In order to close the gap, the UN created the Sustainable Development Goals 7 (affordable, reliable and sustainable energy) and 5 (gender equality). However, the implementation of these SDGs has proven slow. If we want to achieve an inclusive energy transition by 2030, both the public and private sector must accelerate the implementation of these goals.

Incentivising inclusivity in the energy transition

Inclusion is necessary if we want a rapid, global and fair transition. For that, governmental policies can play a big role in filling the gender gap, also in the energy sector. Policies could encourage getting girls into STEM programmes and entrepreneurship from an early-age.

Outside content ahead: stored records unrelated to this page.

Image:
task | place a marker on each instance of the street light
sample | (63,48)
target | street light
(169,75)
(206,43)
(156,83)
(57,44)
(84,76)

But apart from policies, companies, investors and women-entrepreneurs can also leverage inclusion at different levels to contribute to a diverse energy transition.

As a company

In 2021, women still face obstacles in their careers, with the energy sector included. Fortunately, companies can help to alleviate barriers to entry and advancement for women. Here are some suggestions provided by GWNET:

1 – Set quotas: There is a famous quote saying that you can’t be what you can’t see. Thanks to quotas, a company is able to make women visible in position of leadership or STEM positions. This can inspire many other women and influence their choice of career;

2 – Install inclusive recruitment practice;

3 – Provide childcare and medical care (maternity and paternity leaves);

4 – Allow flexible working hours;

5 – Provide return-to-work programmes for parents;

6 – Give mentors to both men and women;

7 – Provide diversity and inclusion trainings.

Furthermore, companies can engage with the HeForShe movement created by UN Women, the United Nations Entity for Gender Equality and the Empowerment of Women. This initiative invites men and people of all genders to stand up for gender equality by becoming change agents and creating a united force.

As an investor

Investors also have a key role to play. In 2019, women-led businesses received 2.8% of VC funding and dropped to 2.3% in 2020, making it harder for women to scale their innovative solutions. If you are an investor and you want to have a positive impact towards inclusion, you could:

1 – Get some women on board: women partners are twice as likely to invest in women-led-businesses;

2 – Make sure to support women and non-binary-led start-ups yourself. Getting rid of the pitching phase could help you do so for example. Indeed, an Harvard study showed that gender bias influencing the decision-making happened mostly during pitching.

3 – Create a dedicated investment programme aiming to support gender diversity.

4- Be aware of industry gender biases and be open to learning.

As a women-entrepreneur

If you are a woman and still thinking of starting your own energy business: take a leap into entrepreneurship! The energy transition can only benefit from your creative and innovative ideas.

If you already found yours, here is how you could leverage your impact:

1 – Don’t hesitate to network to find and give support: there are great energy networks all around the world;

2 – Find yourself a mentor in the energy field to help you overcome some of the obstacles;

2 – Ask for financing: women-entrepreneur tend to ask less for financing than men and get offered smaller loans than men do. Don’t be afraid to strive for more;

3 – Apply to the SET Award! Join us, we would be delighted to welcome more amazing women to our community! You can also have a look at other great initiatives such as the EU Prize for Women Innovators.